Le bois nous entoure. On le retrouve dans nombre de nos meubles, peut-être dans le sol de notre maison ou dans ses poutres porteuses, dans certains ustensiles de cuisine, dans les cadres de nos photos et de nos tableaux, dans de nombreux bancs publics et autres types de mobilier urbain… La liste est interminable. Cependant, nous ne nous souvenons pas toujours de son origine ni ne pensons que la table sur laquelle nous écrivons, les pages que nous lisons, étaient autrefois un arbre. Une forêt nous a donné ce crayon et les portes de notre maison, mais il y a ceux qui regardent la montagne par la fenêtre et n’établissent pas ce lien.

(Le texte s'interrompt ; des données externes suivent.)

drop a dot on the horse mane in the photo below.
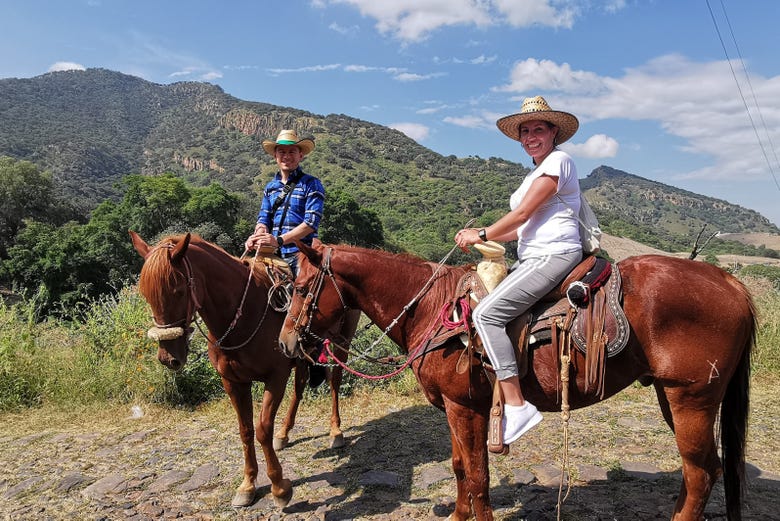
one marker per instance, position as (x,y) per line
(158,278)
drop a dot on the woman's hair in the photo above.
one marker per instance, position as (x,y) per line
(549,125)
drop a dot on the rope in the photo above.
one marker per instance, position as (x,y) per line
(565,357)
(444,315)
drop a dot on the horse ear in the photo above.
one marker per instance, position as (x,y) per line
(180,249)
(139,244)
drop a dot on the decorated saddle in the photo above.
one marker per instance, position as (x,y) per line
(585,310)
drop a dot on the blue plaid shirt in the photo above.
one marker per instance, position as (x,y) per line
(306,203)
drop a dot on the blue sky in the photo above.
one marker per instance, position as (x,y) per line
(649,80)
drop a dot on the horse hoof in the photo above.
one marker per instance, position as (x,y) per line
(283,500)
(243,499)
(280,443)
(336,442)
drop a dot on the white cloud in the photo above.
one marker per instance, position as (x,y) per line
(697,103)
(414,20)
(413,130)
(310,68)
(211,75)
(525,13)
(596,146)
(66,66)
(533,74)
(408,76)
(468,121)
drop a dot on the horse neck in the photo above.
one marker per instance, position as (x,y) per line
(220,281)
(384,285)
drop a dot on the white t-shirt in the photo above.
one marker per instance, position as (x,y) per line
(553,228)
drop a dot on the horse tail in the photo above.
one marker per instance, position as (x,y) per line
(734,422)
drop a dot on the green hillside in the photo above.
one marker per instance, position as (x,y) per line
(90,128)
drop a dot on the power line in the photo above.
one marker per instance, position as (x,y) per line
(747,109)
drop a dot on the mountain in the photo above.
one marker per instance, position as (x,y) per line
(90,128)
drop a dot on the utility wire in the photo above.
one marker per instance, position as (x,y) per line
(750,84)
(747,109)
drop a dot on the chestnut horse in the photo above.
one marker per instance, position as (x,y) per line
(185,275)
(692,331)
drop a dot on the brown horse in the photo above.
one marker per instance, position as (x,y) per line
(692,331)
(185,275)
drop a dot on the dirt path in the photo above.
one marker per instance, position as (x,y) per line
(114,465)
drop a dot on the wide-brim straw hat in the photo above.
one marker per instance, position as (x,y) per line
(289,137)
(536,108)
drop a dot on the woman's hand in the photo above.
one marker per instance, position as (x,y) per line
(259,239)
(466,237)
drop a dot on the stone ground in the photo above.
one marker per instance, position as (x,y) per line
(152,463)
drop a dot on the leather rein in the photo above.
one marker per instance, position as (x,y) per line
(302,322)
(176,329)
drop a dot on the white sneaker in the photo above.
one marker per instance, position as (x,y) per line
(518,419)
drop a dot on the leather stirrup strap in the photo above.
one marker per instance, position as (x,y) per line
(495,431)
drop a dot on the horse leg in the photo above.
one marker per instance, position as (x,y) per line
(663,402)
(343,338)
(282,438)
(694,433)
(241,397)
(468,431)
(281,488)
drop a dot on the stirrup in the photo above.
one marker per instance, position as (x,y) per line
(496,443)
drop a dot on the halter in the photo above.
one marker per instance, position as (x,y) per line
(302,323)
(174,330)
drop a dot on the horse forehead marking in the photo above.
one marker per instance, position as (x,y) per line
(714,373)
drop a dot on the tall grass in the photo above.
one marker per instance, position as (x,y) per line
(104,355)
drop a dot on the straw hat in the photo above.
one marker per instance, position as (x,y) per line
(289,137)
(536,108)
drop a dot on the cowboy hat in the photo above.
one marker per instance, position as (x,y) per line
(536,108)
(289,137)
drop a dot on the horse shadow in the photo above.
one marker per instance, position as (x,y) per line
(623,495)
(374,473)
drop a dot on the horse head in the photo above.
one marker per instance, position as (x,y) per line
(167,285)
(317,309)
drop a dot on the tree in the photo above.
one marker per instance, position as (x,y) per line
(345,221)
(25,193)
(154,204)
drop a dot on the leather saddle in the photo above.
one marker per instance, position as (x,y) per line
(586,307)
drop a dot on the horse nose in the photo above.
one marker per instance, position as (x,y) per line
(169,361)
(288,344)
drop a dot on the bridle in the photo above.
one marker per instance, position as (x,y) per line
(302,322)
(176,329)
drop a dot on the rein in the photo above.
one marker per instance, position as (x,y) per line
(302,324)
(174,330)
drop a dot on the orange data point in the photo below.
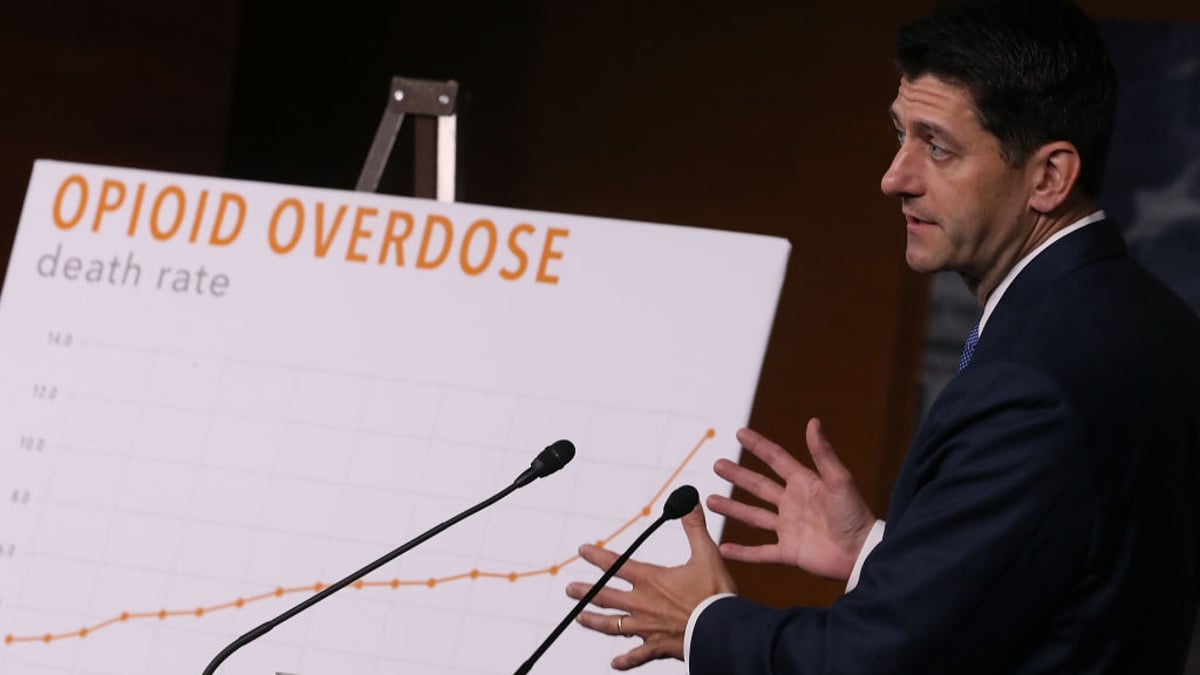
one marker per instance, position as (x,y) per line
(280,591)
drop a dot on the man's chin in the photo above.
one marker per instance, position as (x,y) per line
(921,261)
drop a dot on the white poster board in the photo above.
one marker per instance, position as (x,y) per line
(220,394)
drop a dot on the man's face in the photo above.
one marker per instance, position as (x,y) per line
(966,210)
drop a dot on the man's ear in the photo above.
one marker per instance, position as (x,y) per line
(1055,172)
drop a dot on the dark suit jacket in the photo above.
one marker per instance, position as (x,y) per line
(1045,519)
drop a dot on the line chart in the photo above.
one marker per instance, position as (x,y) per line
(282,591)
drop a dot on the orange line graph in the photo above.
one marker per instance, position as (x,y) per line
(281,591)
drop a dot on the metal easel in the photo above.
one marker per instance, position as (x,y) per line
(433,105)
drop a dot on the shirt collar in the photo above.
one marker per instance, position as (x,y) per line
(994,299)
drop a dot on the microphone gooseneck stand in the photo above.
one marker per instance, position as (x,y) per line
(679,503)
(550,460)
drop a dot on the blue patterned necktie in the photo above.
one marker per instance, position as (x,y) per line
(969,347)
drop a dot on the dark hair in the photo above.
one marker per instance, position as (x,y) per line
(1037,71)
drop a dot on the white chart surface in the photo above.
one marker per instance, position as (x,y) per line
(220,394)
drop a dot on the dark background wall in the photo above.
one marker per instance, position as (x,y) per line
(762,117)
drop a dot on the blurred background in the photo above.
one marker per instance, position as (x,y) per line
(765,117)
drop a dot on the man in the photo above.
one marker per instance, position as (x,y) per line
(1045,519)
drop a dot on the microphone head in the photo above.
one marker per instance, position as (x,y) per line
(681,502)
(555,457)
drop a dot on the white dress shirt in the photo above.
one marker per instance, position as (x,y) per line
(876,535)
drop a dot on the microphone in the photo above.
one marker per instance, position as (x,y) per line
(555,457)
(679,503)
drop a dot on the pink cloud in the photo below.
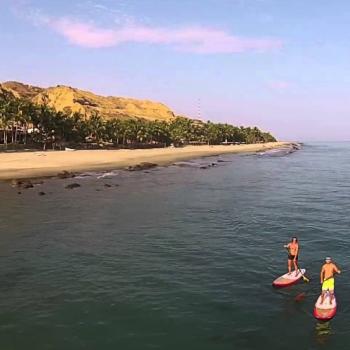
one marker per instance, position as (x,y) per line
(191,39)
(279,85)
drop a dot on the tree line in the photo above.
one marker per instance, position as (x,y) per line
(25,123)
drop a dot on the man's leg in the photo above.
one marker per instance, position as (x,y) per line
(295,267)
(323,295)
(289,266)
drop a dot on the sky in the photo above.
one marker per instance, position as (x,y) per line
(281,65)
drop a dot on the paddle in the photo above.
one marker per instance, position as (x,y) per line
(305,279)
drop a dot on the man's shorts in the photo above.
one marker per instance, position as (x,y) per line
(328,285)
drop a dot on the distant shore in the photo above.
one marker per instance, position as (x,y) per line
(20,165)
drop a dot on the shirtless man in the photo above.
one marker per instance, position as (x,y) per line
(293,251)
(327,278)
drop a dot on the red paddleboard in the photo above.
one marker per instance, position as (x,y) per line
(325,311)
(288,279)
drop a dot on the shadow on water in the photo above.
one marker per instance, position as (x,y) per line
(323,332)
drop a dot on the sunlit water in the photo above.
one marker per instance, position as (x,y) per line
(178,257)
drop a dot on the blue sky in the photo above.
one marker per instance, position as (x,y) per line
(278,64)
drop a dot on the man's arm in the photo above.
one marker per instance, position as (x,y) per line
(296,253)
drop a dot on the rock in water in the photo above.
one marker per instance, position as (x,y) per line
(141,166)
(72,186)
(65,175)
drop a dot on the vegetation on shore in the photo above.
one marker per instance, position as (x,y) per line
(24,123)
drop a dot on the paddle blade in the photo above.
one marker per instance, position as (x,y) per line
(305,279)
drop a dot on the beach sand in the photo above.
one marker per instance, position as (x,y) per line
(19,165)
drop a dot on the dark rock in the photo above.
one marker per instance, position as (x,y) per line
(16,183)
(37,182)
(141,166)
(72,186)
(65,175)
(27,184)
(146,165)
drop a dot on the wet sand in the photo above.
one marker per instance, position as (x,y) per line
(42,164)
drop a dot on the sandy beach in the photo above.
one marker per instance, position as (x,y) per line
(42,164)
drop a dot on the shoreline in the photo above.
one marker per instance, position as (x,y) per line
(31,165)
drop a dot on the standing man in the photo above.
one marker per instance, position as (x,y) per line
(327,279)
(293,251)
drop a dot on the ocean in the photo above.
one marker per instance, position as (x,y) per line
(177,257)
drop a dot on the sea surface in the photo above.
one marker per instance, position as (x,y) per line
(177,257)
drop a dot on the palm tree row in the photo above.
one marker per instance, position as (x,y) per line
(22,122)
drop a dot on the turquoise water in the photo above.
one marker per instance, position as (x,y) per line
(179,257)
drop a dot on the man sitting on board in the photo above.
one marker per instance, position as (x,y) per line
(327,279)
(293,251)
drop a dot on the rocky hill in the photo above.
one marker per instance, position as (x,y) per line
(68,99)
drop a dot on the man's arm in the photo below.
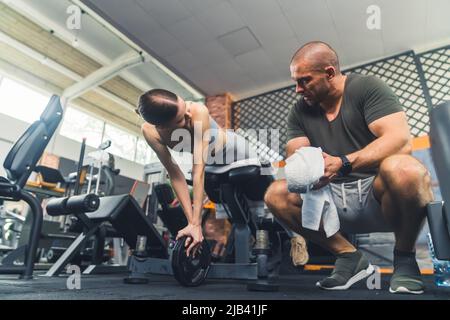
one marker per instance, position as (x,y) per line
(393,137)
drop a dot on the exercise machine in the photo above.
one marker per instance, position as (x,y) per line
(438,211)
(19,164)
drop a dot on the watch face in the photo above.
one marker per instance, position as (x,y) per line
(346,166)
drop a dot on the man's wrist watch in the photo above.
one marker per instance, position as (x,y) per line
(346,168)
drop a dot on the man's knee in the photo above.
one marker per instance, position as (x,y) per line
(275,193)
(404,174)
(278,198)
(403,170)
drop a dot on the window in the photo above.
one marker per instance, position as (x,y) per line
(78,125)
(21,102)
(144,154)
(123,144)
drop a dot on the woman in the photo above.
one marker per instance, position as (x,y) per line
(187,126)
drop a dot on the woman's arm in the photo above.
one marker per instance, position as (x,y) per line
(176,175)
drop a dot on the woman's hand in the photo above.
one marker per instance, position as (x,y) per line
(194,235)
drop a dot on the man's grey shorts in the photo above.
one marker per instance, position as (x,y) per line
(358,209)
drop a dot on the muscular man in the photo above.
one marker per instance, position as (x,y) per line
(376,184)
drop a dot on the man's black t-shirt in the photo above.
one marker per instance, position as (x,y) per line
(366,99)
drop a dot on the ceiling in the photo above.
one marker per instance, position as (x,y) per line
(244,46)
(94,40)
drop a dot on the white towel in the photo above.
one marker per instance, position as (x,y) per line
(303,169)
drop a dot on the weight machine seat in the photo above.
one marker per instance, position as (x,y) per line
(244,175)
(438,212)
(125,215)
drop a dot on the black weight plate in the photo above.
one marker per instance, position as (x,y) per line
(190,271)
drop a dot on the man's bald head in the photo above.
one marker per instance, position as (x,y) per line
(316,55)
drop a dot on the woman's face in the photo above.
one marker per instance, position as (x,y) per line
(180,119)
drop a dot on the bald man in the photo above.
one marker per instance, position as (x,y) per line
(376,184)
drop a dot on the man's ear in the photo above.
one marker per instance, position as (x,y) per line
(331,72)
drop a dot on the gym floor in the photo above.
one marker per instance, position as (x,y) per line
(112,287)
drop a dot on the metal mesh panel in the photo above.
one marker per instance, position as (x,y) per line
(403,73)
(265,111)
(436,68)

« Le bois est bien plus qu’un matériau. Dans sa première phase, la première usine d’où provient ce produit est notre environnement : là où nous allons nous promener, là où nous allons respirer, là où ce même bois qui composait ces arbres a aidé pendant de nombreuses années l’infiltration de l’eau dans les sacs dans lesquels elle s’accumule afin que nous puissions ensuite la boire… C’est un produit qui a de la vie, très différent des autres produits inertes », explique Xosé Covelo, directeur de l’Association forestière galicienne (AFG).
Le lien entre le bois et la terre est très étroit car le bois en provient directement. De plus, c’est un matériau renouvelable et infini car « tant que nous avons des terres et que nous les gérons bien, nous pouvons avoir tout le bois que nous voulons utiliser, tant que le bois nous le permet », ajoute Alejandro Bustelo, de l’équipe forestière de Veta, la marque de gestion forestière responsable de Finsa.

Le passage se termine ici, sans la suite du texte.